Australia’s Wiluna Mining (ASX: WMX) is moving forward with an A$81 million ($58m) stage-one sulphide expansion project at its namesake gold mine, which it said will increase production from about 62,000 ounces of gold a year to 100,000-120,000 ounces a year by late 2021.
The shift will be implemented using the current, recently refurbished crushing circuit, the previously expanded mill circuit and a new 750,000 tonne per annum concentrator, Wiluna said.
GR Engineering Services has been awarded the $25.7 million engineering, procurement and construction contract for stage one works, which will begin in early December.
Wiluna will fund the expansion via existing cash of about $15 million, operating cashflow and the $40 million tranche two of a debt package with Mercuria.
The Perth-based miner is also studying a stage two expansion that would boost production to about 250,000 ounces of gold a year by late 2023, or early 2024.

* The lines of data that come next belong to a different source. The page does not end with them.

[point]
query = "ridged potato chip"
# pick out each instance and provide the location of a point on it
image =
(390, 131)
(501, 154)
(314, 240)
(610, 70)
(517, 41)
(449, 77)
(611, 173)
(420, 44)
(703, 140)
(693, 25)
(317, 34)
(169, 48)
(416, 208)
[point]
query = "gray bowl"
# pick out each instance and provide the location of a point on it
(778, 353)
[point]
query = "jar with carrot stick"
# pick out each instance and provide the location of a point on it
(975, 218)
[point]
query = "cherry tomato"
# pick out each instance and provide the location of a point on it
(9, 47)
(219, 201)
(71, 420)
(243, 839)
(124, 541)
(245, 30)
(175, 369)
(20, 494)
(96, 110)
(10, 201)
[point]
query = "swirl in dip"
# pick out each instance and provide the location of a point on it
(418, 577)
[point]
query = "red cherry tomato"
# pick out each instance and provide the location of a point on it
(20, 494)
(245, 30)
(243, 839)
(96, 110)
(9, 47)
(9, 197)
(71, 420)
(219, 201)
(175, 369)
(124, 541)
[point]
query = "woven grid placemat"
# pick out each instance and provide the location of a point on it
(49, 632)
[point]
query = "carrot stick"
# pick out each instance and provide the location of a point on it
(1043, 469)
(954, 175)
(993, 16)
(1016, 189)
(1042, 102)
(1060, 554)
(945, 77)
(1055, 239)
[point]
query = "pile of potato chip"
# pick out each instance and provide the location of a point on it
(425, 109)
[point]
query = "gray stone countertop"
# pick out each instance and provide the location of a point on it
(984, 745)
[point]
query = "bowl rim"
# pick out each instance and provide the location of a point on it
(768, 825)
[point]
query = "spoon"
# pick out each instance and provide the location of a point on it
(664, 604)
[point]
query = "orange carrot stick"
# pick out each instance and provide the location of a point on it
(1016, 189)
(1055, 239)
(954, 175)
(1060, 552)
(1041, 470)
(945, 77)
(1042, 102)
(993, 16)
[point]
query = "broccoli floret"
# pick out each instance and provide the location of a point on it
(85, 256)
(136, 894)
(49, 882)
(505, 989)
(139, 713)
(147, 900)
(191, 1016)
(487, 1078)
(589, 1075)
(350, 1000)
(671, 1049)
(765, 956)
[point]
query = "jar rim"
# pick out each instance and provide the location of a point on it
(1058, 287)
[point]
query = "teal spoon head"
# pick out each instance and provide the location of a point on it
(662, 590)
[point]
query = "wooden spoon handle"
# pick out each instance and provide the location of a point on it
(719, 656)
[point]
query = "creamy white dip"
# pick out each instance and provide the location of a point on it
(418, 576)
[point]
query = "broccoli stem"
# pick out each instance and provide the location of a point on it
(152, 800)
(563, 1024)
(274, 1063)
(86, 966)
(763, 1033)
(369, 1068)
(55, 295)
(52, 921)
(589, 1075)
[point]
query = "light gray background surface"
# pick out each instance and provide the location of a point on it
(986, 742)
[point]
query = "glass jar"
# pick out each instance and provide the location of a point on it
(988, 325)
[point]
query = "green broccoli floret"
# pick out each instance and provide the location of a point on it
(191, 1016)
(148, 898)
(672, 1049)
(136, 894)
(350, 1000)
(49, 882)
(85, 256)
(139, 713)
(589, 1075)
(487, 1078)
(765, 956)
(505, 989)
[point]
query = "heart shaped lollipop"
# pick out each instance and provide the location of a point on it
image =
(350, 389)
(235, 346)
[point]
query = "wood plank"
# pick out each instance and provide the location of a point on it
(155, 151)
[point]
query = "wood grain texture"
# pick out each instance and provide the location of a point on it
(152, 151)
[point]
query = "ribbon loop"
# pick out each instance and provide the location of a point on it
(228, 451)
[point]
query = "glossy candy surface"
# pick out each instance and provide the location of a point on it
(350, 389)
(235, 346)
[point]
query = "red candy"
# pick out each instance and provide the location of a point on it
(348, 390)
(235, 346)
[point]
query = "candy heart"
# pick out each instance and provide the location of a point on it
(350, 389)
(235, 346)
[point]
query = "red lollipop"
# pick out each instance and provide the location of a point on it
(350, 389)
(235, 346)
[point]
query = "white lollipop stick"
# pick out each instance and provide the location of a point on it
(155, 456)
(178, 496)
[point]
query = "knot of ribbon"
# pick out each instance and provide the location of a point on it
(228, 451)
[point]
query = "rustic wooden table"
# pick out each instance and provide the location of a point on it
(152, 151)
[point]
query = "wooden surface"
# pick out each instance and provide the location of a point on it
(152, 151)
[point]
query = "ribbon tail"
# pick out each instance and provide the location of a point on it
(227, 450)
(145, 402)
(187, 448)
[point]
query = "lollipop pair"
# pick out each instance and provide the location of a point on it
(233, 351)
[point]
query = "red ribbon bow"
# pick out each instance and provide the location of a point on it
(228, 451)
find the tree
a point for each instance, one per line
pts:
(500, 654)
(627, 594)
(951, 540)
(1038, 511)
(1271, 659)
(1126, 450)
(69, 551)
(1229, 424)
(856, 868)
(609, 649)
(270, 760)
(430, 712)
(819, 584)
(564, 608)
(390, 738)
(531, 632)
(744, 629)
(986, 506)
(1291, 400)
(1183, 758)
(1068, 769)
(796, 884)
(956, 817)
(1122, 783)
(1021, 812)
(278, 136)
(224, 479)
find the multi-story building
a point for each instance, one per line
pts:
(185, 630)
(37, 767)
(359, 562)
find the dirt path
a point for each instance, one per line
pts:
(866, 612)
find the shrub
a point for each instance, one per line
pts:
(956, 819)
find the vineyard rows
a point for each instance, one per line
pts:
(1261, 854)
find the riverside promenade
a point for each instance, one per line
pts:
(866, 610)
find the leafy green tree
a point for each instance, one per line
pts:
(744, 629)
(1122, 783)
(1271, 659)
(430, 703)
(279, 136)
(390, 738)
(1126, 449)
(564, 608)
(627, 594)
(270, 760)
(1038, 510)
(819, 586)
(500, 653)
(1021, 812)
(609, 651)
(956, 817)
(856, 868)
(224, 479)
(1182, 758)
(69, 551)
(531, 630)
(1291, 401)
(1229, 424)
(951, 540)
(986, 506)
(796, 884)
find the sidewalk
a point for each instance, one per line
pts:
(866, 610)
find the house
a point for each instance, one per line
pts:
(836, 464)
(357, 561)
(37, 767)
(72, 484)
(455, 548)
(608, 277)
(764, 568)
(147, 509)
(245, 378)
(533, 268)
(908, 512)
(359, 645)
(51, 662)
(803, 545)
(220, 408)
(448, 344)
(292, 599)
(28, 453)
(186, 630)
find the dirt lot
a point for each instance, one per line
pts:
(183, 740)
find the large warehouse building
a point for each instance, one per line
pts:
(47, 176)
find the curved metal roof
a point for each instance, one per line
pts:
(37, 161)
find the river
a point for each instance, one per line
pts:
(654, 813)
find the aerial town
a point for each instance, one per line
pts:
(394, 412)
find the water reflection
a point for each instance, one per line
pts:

“The challenge now is to deliver on Stage 1 and scope out the optimum size for Stage 2, given the considerable size of the Wiluna orebody,” executive chairperson Milan Jerkovic said in the statement. “This will take shape in the feasibility study, which is currently being undertaken.”
Earlier this week, the company upgraded resources for Wiluna to 7.3 million ounces at 1.6 grams per tonne gold.
The Wiluna gold project is located in the North-Eastern Goldfields of Western Australia, about approximately 750 km northeast of Perth.
The company’s tenement package covers more than 1,600 square kilometres and 75km of strike across the metal-rich Wiluna-Norseman greenstone belt.
The main asset is the Wiluna mine itself, which has a gold producing history dating back to the early 20th century. Mining operations in the area have resulted in the production of more than 4 million ounces of gold to date.